What Is DevSecOps, Anyway?

When the Government Accountability Office looked at nearly two dozen major weapons programs that attempted to use Agile software development practices, they found slower deployments, reduced system security, and higher costs — nearly the opposite of the benefits that have converted much of the tech world to “Agile.” No doubt the GAO was correct about these programs, and yet our experience with an Air Force cybersecurity project suggests that Agile can lead to almost-startling success in DoD efforts.

In 2019, the U.S. Air Force hired Technica to maintain and upgrade its Cyberspace Vulnerability Assessment/Hunter system, which helps airmen hunt and fix network vulnerabilities. The service aimed to consolidate three related contracts and to shift from the “waterfall” process to an Agile approach. At the heart of the mission was a desire to bridge the divides — both technological and human — that stood between the status quo and improved operability. The path forward resulted in helping USAF build a new operational model — one that spanned the unique needs and perspectives of DevOps and Security and, in doing so, created a DevSecOps culture.

Let’s take a look at what it took to get there.

From the outset, the challenge revolved around what might be called a cultural divide between two teams: DevOps, or software developers and IT engineers; and specialized security engineers. In summary, developers want the tools they develop to be faster, go farther, do more. They focus on features and functionality, and find that security considerations often inhibit the innovation and agility they strive to bring to life. Security teams, for their part, will tell you they value innovation and agility just as much as DevOps, but not at the expense of ignoring protection and compliance. For them, mitigating risk is always Job No. 1. The resulting disconnect — of two equally important assets working at what is sometimes cross purposes — serves no one and can even jeopardize the mission. A transformation was needed.

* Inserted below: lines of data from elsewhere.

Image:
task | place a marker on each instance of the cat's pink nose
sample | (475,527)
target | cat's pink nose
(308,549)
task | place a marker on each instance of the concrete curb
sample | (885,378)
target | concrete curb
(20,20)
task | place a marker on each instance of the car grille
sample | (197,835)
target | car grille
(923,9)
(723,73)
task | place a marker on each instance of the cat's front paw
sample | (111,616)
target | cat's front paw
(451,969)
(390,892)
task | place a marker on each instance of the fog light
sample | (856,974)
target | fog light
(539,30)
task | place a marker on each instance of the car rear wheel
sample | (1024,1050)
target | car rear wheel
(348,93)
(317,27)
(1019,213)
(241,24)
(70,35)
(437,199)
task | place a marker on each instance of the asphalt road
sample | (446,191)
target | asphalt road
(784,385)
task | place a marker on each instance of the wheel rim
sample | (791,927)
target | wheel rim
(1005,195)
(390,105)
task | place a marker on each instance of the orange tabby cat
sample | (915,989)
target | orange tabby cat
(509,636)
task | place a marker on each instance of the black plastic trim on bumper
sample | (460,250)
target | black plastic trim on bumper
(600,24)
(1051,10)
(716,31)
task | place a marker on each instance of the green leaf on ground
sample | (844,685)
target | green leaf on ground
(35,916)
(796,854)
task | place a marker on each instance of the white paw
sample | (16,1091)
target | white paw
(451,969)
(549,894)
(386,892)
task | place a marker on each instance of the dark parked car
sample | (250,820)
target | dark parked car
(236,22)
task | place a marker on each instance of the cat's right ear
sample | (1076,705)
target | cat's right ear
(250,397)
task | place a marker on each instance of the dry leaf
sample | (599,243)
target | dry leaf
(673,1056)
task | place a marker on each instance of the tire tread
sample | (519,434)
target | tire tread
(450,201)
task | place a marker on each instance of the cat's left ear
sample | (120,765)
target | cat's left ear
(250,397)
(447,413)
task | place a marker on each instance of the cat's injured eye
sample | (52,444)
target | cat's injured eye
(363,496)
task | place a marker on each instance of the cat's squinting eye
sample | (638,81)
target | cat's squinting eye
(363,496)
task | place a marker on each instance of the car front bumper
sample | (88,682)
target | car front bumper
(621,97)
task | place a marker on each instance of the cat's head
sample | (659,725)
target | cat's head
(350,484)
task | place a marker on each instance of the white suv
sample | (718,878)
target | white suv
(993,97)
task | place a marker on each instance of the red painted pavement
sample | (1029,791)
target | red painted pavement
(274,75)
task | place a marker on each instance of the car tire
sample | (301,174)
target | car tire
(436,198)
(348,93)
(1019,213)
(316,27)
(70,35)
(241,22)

Step one was building a foundation for a new culture that could foster strong, cooperative relationships and incorporate Agile practices. Central to this transformation was the idea that security is not a retrofit, nor an impediment to innovation and agility. By incorporating security early in the development process, it was possible to expose and remediate weaknesses soon enough that developers can address them without having to sacrifice features and functionality. The trust and rapport achieved from frequent engagement and collaboration between DevOps and Security teams have resulted in cost savings, improved operations, and diminished security threats.

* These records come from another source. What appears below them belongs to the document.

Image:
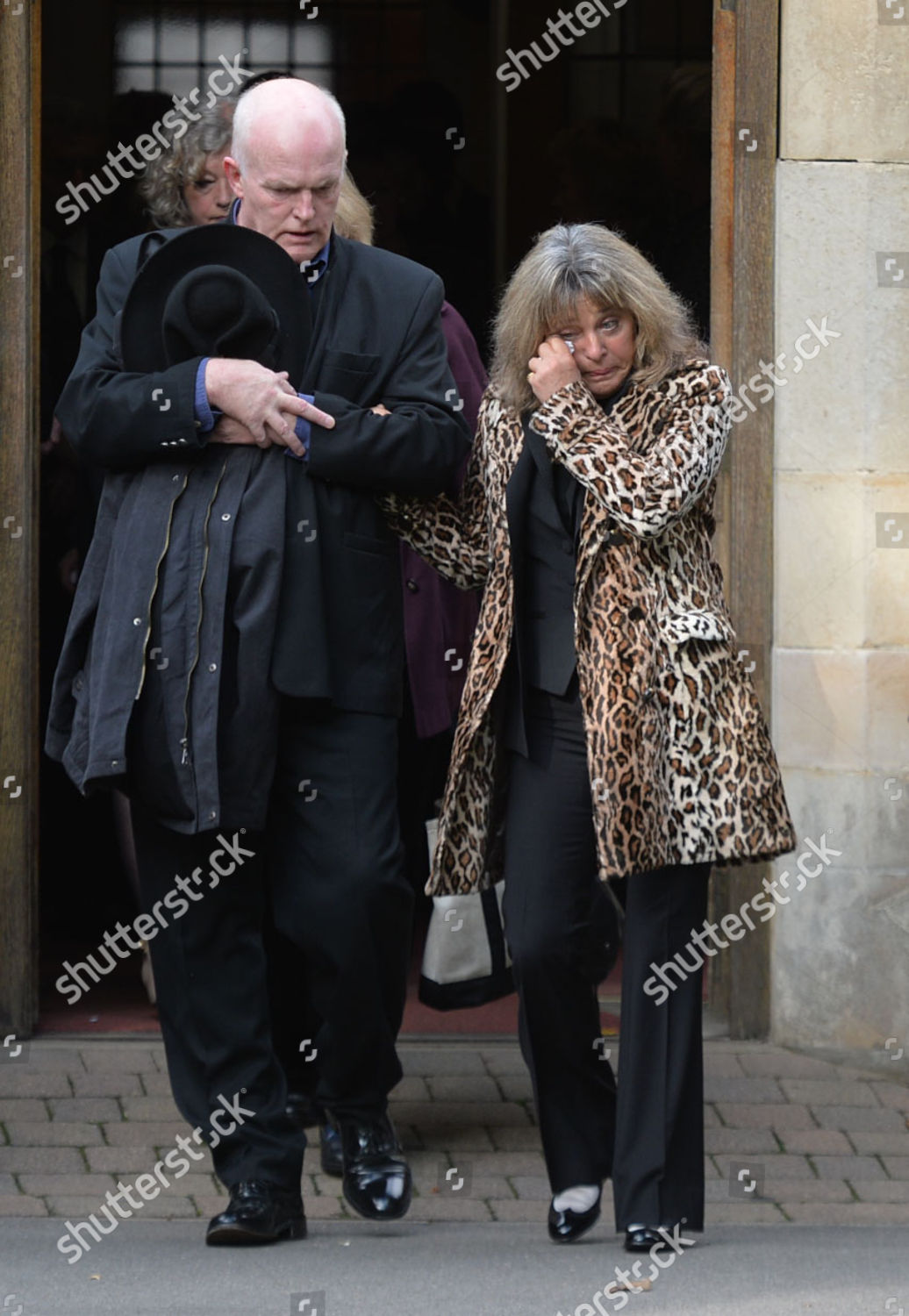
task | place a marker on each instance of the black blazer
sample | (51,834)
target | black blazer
(376,339)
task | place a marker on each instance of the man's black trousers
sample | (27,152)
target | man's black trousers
(329,863)
(646,1132)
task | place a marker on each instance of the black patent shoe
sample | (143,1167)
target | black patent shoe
(329,1145)
(258,1212)
(376,1178)
(642,1239)
(567,1226)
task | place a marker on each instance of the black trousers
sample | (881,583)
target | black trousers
(329,871)
(646,1132)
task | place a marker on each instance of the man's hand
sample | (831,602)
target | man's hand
(553,368)
(263,403)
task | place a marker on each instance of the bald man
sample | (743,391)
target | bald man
(291,799)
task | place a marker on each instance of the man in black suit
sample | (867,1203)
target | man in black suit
(316,823)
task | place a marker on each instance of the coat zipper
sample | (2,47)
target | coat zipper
(154,587)
(184,741)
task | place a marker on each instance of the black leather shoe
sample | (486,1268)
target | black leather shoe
(329,1142)
(304,1110)
(567,1226)
(258,1212)
(376,1178)
(642,1239)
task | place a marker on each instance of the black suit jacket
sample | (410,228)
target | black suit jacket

Next, we needed to drill down on the way the USAF has been defining and deploying its team assets. Like most organizations, development work had been divided among functional teams. Under this model, each team completes a task and then passes it to the next. There was little communication between the groups—the problem being that communications, however well intended, can result in confusion and conflict and, thereby, slow delivery, or introduce vulnerability into final products. It’s easy to understand how and why this model came to be. However, with shorter delivery timeframes, waiting until the last minute to ensure an application is safe to deploy disrupts the entire delivery lifecycle. It’s just not a sustainable model of operation. 

A DevSecOps operational model was the answer. By including security policies in the workflow from the beginning, we created a more robust, efficient, and resilient process. Building compliance controls into the release pipeline, coupled with an automated approach to find and resolve bugs, increased deployment efficiency and consistency with a lower risk of security flaws. Vulnerabilities decreased and velocity increased, producing a better, more secure product faster.

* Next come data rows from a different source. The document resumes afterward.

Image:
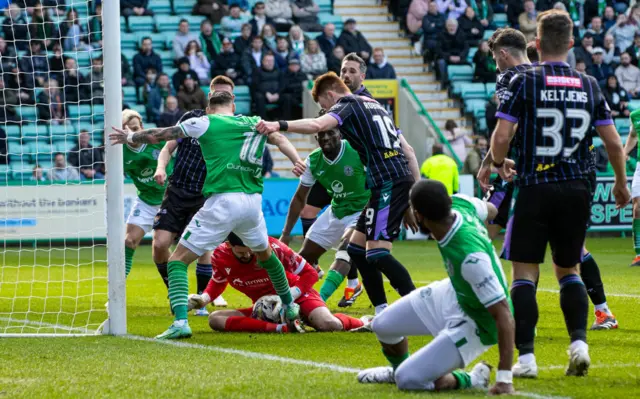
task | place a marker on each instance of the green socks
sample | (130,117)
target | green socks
(463,378)
(128,260)
(178,289)
(276,273)
(331,284)
(636,235)
(395,361)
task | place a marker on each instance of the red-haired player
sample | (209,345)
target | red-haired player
(234,264)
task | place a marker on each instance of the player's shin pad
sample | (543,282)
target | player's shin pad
(276,273)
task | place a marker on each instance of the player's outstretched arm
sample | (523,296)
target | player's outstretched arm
(410,154)
(163,160)
(303,126)
(506,338)
(148,136)
(632,140)
(617,157)
(298,202)
(289,151)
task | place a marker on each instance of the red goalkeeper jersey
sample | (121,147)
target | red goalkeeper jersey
(251,279)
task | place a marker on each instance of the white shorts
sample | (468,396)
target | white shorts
(635,184)
(222,214)
(142,215)
(437,306)
(328,230)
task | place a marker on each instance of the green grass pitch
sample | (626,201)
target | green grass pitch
(235,365)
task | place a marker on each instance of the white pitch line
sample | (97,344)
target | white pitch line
(613,294)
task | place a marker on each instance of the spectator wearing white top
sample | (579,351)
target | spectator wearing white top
(182,38)
(628,75)
(198,61)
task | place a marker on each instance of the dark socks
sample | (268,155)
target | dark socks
(203,275)
(162,269)
(371,277)
(523,297)
(306,225)
(398,276)
(590,274)
(575,306)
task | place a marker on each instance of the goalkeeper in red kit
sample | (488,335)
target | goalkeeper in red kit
(235,264)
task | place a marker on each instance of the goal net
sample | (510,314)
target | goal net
(53,224)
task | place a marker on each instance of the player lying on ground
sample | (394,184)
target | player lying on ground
(631,143)
(235,264)
(466,314)
(140,161)
(352,72)
(183,197)
(232,151)
(554,107)
(509,47)
(337,167)
(391,170)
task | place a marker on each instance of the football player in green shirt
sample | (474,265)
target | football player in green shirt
(232,150)
(466,313)
(337,167)
(140,161)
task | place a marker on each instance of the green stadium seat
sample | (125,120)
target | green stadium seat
(166,57)
(623,125)
(243,107)
(473,90)
(490,88)
(460,72)
(500,20)
(471,53)
(33,131)
(475,107)
(27,113)
(325,6)
(487,34)
(183,6)
(159,40)
(5,173)
(129,94)
(634,104)
(12,131)
(168,23)
(161,7)
(141,23)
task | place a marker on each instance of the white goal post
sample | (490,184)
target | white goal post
(61,237)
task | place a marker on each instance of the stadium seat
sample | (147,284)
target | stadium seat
(460,72)
(183,6)
(500,20)
(12,131)
(490,88)
(623,125)
(161,7)
(159,40)
(33,131)
(141,23)
(471,53)
(168,23)
(634,104)
(27,113)
(473,90)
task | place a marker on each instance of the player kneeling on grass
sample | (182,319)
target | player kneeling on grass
(337,167)
(235,264)
(467,313)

By replacing a waterfall culture with a DevSecOps culture, the Air Force’s CVA/H DANS effort combined three independent contracts—feature development, product delivery, and sustaining fielded systems—and merged them into one unified work structure. The program, which had released just two new versions in three years of waterfall operations, released four versions in its first year as a DevSecOps effort.

All in all, this experience reminded us of a simple, but important point: just calling a program Agile doesn’t make it Agile, but when it’s done right, Agile paired with DevSecOps gets the job done in some pretty impressive ways.

Gerry Morelli is director of programs at Technica Corporation.